Snuka got a coconut busted over his head more than 25 years ago and the world still remembers.
How long till Kingston is a victim of such a folly?
In the prime of his career, the time is now to make Kingston into what his legacy deserves.
Here’s an idea: make him a heel. Not just any type of heel either. Craft the smiling and pure Kingston into a womanizing piece of garbage with a penchant for bling. Think of Kingston as wrestling’s version of rappers 2Chainz and Sean Combs. An arrogant, but undeniably successful mogul. During promos, Kingston can rock expensive glasses and pinky rings. Hell, he may even shave his signature dreads. Either way, he’d have the look of a top-level executive. And with some polish, he’d become a silver-tongued devil on the stick. A convinced, emotionless straight-shooter who makes his own chances after nearly a decade of being passed over.
Think CM Punk had things to get off his chest? Imagine how much steam Kingston has inside that heart of his.
In the ring, he’ll get grittier. No more top rope splashes or crazy stuff. Only on pay per views, when it’s fiscally responsible, he’ll say. Instead, he’ll develop a sit-out Powerbomb for smaller guys and a screaming, running STO for larger opponents. Both moves could transition beautifully into a neck-focused submission like the Rings of Saturn or the Dragon Sleeper. During PPVs, he’ll mix in his old stuff and deliver the type of matches even his haters will appreciate.
It gets better. Because he is a mogul, he’ll need a PR person. Someone focused on making sure his investments are sound ones and someone who can talk for him and even get involved in his matches when the time comes. Someone who is clear that her one job is to protect his reputation, his brand.

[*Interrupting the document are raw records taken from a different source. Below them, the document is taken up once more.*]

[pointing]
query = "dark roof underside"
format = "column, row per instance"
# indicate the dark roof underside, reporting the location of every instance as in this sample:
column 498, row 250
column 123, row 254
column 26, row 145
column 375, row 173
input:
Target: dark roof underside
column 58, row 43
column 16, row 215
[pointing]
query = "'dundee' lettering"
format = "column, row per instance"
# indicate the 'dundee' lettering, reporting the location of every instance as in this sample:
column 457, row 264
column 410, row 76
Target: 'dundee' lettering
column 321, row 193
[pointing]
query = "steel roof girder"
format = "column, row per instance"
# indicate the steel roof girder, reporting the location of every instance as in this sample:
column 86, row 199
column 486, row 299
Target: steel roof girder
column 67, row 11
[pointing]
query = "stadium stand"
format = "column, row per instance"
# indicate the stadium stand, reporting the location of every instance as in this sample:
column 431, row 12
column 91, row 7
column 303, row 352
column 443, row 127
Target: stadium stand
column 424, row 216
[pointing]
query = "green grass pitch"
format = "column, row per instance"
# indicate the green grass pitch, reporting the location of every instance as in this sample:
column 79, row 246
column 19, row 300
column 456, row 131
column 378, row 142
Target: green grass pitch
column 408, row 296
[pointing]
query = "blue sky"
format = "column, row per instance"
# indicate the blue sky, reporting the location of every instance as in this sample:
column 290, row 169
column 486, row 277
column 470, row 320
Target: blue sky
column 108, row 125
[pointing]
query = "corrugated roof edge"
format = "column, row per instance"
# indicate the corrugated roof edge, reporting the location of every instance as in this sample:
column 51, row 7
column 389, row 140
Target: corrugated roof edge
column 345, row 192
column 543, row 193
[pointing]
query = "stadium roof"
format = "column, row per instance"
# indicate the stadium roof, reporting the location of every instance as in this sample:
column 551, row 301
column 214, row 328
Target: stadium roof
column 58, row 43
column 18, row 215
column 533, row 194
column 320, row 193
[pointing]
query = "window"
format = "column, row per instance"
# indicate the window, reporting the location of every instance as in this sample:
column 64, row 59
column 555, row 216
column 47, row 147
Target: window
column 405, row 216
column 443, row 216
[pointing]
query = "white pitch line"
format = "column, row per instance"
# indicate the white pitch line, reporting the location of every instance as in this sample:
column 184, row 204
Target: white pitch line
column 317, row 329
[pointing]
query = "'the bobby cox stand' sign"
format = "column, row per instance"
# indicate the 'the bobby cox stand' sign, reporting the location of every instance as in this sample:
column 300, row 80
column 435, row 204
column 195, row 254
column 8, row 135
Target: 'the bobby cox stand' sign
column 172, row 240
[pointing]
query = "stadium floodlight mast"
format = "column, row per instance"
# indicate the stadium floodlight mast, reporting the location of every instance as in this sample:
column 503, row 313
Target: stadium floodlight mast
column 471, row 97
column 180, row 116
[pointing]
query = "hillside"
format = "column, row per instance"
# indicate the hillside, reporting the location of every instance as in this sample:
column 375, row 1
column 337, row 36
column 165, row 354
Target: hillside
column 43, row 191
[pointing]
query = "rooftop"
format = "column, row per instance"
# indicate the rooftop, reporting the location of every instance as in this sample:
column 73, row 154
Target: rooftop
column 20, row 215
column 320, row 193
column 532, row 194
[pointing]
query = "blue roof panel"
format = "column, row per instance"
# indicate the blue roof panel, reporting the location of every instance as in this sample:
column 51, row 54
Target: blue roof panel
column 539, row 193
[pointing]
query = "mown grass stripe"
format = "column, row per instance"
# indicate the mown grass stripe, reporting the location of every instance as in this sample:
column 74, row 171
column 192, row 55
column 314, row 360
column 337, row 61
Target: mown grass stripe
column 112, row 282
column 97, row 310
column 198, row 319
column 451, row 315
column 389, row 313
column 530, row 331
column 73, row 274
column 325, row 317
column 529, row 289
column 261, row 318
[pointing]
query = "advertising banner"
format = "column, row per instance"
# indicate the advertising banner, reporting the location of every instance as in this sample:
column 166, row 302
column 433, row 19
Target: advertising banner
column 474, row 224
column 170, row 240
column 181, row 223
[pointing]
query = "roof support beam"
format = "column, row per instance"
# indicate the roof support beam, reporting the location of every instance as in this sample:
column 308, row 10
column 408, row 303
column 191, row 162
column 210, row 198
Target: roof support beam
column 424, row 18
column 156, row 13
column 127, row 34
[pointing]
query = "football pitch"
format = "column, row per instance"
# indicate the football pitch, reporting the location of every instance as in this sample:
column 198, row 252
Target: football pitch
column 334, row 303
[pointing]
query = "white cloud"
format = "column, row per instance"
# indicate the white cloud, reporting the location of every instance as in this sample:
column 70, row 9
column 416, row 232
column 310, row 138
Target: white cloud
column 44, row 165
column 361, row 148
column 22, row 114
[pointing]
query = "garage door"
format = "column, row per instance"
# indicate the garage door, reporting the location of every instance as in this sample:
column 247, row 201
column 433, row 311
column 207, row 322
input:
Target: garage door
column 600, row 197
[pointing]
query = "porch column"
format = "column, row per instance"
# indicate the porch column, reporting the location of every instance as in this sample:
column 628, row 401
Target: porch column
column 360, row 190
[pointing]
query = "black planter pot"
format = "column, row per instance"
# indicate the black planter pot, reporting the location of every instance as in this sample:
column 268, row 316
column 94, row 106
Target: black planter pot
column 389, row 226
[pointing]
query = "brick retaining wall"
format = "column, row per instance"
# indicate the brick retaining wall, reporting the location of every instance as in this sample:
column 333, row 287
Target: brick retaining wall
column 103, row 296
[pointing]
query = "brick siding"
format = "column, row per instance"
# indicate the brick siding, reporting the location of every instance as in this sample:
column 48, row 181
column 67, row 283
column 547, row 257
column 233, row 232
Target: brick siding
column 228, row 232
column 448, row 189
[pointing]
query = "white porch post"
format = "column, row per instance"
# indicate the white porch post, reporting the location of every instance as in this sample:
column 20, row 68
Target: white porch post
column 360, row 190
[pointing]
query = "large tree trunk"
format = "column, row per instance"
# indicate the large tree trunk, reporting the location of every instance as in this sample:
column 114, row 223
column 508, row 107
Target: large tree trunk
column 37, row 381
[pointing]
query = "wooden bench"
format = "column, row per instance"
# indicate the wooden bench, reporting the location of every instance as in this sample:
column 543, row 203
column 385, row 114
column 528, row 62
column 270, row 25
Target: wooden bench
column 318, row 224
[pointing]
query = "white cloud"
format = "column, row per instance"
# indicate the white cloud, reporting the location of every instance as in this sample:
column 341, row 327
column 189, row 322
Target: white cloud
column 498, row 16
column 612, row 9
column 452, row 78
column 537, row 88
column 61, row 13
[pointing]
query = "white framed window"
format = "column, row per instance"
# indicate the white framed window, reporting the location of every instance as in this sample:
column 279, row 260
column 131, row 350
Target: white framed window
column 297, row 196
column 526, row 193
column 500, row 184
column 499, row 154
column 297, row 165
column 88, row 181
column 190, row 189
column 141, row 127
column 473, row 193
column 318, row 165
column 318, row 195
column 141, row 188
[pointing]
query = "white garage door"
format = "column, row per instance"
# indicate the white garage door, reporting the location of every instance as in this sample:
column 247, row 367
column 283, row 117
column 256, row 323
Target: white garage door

Not only is Niedhart the best female worker in the WWE, just like Kingston, she’s being wasted away.To see her with Great Khali is beyond sickening. The last real worker in the Hart family, she deserves a better fate than this. Put her in some thick-rimmed glasses, a sexy pants suit, a bun in her hair and an iPad to keep track of The King’s “to do” list and you have an awesome personal assistant.
At any rate, Kingston and Niedhart deserve so much more than what they have now, nothing. They’ve had face runs of various levels of success and now seems as good a time as ever to see how the grain flows on the other side.